Kupcinet–Getz Reaction–Diffusion AI

This public v0.3 research release develops a solver-faithful scientific-AI benchmark for nonlinear chemical oscillators, traveling waves, and synthetic morphogenesis. It combines shared reaction-network and graph-compartment models with RK4, BDF/Radau/LSODA/RK45, explicit finite differences, chemical-Langevin dynamics, Gillespie SSA, spatial RDME, physical convergence audits, scientific-AI baselines, calibration, abstention, matched-compute evaluation, and immutable evidence manifests.

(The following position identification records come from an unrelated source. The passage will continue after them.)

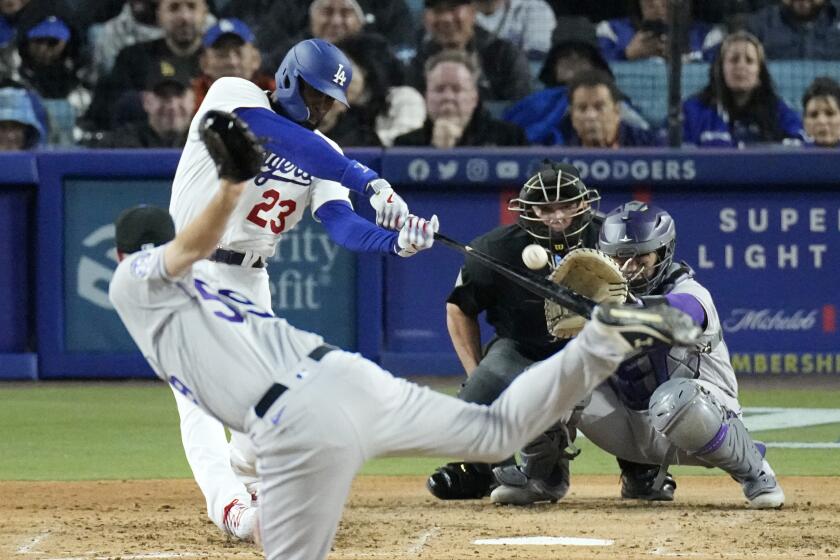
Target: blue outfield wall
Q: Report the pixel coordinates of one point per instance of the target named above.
(760, 228)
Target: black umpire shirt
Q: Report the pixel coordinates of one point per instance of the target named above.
(513, 311)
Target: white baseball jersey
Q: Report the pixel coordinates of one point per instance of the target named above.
(178, 324)
(276, 198)
(340, 410)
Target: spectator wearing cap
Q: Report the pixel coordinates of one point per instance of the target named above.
(229, 51)
(451, 24)
(51, 66)
(644, 34)
(821, 112)
(798, 29)
(390, 18)
(115, 98)
(168, 101)
(20, 128)
(525, 23)
(574, 50)
(136, 23)
(455, 114)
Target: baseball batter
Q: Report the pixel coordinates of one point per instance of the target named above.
(683, 400)
(315, 413)
(302, 173)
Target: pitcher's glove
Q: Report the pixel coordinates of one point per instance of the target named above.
(590, 273)
(235, 149)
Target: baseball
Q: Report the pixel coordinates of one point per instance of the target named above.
(534, 257)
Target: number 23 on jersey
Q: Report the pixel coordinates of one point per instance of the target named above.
(261, 213)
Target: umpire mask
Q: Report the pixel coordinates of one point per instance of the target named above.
(555, 207)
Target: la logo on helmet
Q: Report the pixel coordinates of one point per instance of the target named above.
(340, 76)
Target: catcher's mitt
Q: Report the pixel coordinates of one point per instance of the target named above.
(590, 273)
(235, 149)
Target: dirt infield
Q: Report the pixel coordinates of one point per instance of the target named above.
(395, 518)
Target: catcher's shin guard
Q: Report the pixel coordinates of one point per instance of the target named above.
(692, 420)
(637, 482)
(461, 481)
(543, 475)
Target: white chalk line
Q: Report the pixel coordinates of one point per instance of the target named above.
(421, 541)
(145, 556)
(27, 547)
(545, 541)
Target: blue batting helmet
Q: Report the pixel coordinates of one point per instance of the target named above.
(635, 229)
(321, 65)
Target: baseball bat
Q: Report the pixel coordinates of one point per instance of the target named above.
(534, 283)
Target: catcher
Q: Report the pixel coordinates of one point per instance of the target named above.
(673, 405)
(559, 212)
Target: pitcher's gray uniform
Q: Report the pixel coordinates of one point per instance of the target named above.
(673, 405)
(338, 410)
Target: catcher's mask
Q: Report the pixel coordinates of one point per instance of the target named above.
(635, 229)
(320, 64)
(556, 183)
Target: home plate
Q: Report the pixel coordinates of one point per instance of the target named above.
(546, 541)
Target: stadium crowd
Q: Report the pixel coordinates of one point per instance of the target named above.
(443, 73)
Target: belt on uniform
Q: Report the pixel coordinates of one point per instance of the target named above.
(233, 257)
(276, 390)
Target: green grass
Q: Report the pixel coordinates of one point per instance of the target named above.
(129, 430)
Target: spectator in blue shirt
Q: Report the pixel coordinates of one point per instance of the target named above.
(594, 119)
(821, 112)
(542, 113)
(739, 106)
(644, 35)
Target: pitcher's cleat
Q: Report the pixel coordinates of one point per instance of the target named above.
(517, 489)
(643, 327)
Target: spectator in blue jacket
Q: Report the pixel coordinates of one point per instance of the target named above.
(594, 119)
(797, 29)
(821, 112)
(20, 127)
(574, 50)
(644, 35)
(739, 106)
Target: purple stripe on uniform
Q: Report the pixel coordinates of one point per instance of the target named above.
(687, 303)
(716, 442)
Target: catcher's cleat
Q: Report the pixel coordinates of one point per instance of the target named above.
(517, 489)
(461, 481)
(643, 328)
(240, 520)
(637, 483)
(764, 492)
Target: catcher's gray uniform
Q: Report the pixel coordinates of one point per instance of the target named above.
(616, 418)
(316, 414)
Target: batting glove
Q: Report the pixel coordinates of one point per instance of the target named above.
(417, 234)
(391, 209)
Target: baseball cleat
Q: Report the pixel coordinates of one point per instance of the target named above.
(240, 520)
(637, 484)
(517, 489)
(764, 492)
(643, 327)
(461, 481)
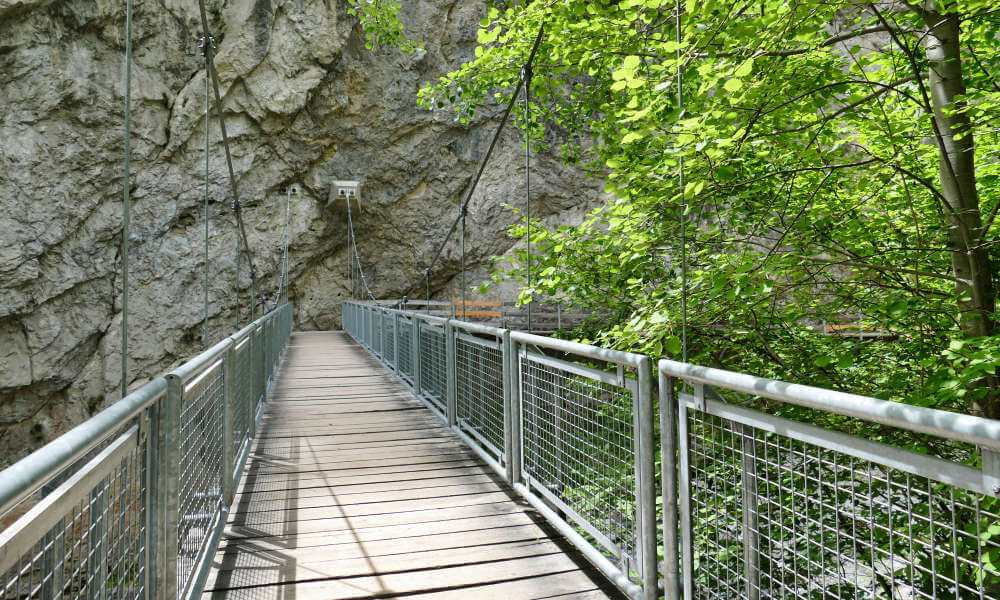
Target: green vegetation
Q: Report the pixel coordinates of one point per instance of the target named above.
(840, 159)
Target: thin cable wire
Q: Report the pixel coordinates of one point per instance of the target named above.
(527, 178)
(465, 308)
(357, 256)
(283, 284)
(127, 200)
(680, 179)
(486, 158)
(208, 106)
(237, 210)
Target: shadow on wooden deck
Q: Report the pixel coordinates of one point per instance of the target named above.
(355, 490)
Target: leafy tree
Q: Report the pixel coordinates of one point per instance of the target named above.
(839, 162)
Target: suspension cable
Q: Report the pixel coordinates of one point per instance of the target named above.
(127, 200)
(486, 158)
(354, 248)
(208, 107)
(680, 182)
(237, 209)
(527, 179)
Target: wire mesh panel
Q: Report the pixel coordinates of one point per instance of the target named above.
(389, 329)
(86, 538)
(199, 482)
(433, 367)
(579, 449)
(479, 365)
(376, 319)
(779, 509)
(405, 337)
(242, 394)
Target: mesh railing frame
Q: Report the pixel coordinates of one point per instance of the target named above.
(87, 529)
(444, 362)
(479, 365)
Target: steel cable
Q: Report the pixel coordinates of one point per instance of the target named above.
(486, 158)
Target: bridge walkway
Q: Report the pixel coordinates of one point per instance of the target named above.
(355, 490)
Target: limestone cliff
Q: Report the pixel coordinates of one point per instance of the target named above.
(304, 101)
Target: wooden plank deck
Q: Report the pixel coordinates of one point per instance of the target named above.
(355, 490)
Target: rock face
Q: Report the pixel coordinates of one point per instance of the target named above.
(304, 103)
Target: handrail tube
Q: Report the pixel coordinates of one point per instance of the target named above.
(618, 357)
(23, 477)
(919, 419)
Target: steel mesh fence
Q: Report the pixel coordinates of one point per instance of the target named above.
(96, 546)
(780, 509)
(405, 367)
(579, 452)
(773, 516)
(81, 531)
(199, 482)
(433, 369)
(242, 393)
(389, 326)
(479, 367)
(376, 324)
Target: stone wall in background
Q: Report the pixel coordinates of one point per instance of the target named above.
(305, 102)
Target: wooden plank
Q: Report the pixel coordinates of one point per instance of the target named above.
(355, 490)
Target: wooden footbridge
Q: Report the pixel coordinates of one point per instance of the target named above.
(354, 489)
(415, 456)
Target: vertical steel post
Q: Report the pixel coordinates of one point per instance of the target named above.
(451, 374)
(395, 341)
(97, 562)
(668, 461)
(751, 559)
(647, 481)
(168, 441)
(151, 496)
(228, 406)
(508, 405)
(684, 495)
(415, 356)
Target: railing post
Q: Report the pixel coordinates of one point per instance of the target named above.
(514, 379)
(228, 405)
(259, 372)
(97, 563)
(415, 356)
(149, 425)
(168, 440)
(381, 335)
(668, 460)
(751, 559)
(508, 405)
(646, 487)
(451, 374)
(395, 341)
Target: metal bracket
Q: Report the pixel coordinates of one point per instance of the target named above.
(699, 396)
(991, 470)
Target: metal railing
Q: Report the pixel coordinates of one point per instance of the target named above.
(753, 505)
(131, 503)
(771, 507)
(570, 426)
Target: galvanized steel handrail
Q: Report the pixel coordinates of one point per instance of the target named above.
(761, 477)
(519, 376)
(23, 477)
(919, 419)
(158, 495)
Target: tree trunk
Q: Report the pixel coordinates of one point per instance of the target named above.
(970, 260)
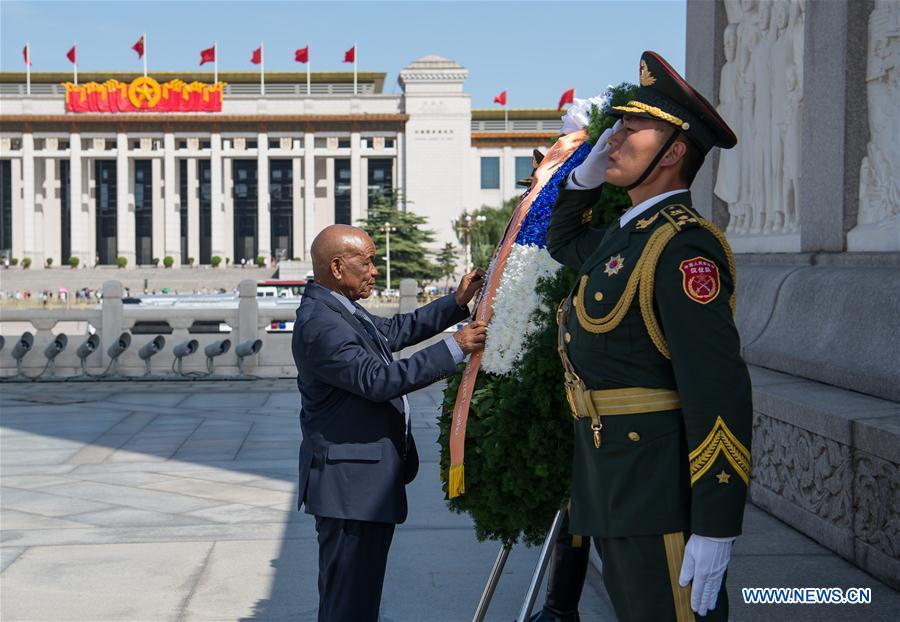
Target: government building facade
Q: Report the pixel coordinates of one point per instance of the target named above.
(172, 165)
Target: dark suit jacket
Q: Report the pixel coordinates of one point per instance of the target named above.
(356, 457)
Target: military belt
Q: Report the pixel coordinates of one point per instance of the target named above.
(595, 403)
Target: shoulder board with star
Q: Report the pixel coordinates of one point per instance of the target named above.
(681, 216)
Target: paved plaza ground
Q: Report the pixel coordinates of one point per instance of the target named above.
(176, 501)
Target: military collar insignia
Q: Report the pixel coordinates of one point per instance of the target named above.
(647, 78)
(646, 222)
(614, 265)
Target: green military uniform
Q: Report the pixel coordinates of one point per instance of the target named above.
(654, 373)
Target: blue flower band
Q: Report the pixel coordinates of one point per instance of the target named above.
(537, 220)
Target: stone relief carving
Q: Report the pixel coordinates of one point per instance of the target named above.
(879, 185)
(809, 470)
(760, 96)
(877, 491)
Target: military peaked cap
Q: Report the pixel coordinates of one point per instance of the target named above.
(666, 96)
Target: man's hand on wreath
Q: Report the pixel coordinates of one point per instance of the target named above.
(469, 285)
(592, 172)
(470, 337)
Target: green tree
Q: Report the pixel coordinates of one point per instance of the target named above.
(488, 225)
(446, 261)
(410, 241)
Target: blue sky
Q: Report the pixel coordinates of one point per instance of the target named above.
(534, 50)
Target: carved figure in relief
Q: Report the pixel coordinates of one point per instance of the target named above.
(879, 187)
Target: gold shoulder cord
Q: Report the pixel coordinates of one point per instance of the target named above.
(641, 280)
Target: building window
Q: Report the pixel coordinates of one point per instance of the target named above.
(281, 196)
(106, 227)
(245, 211)
(490, 173)
(381, 178)
(523, 168)
(342, 191)
(143, 212)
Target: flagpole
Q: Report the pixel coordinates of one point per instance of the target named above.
(262, 69)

The central question is whether numerical representation and intrinsic reaction noise change inferred morphology, phase boundaries, or scientific-AI confidence. Current headline claims remain untested or partial: smoke runs establish execution contracts only, not paper-figure reproduction, chemical validation, or completed benchmark conclusions. Production evidence, release authority, and independent clean-room validation remain explicit gates.

DFT → kMC — Auditable Multiscale Reaction Kinetics

The public implementation scaffold parses Gaussian and ORCA thermochemistry, checks stationary points and imaginary frequencies, converts activation Gibbs free energies into forward and reverse Eyring rates, compiles exact stochastic propensities, runs reproducible Gillespie kinetic-Monte-Carlo ensembles, compares solvent pathways, and records resolved configurations, package versions, hashes, uncertainty outputs, and human-readable reports.

The bundled five-solvent example is synthetic and demonstrates software contracts rather than reproduction of the original historical project. Original molecular structures, target identity, raw quantum-chemistry outputs, unpublished mechanism, and non-public research data are deliberately excluded from the public release.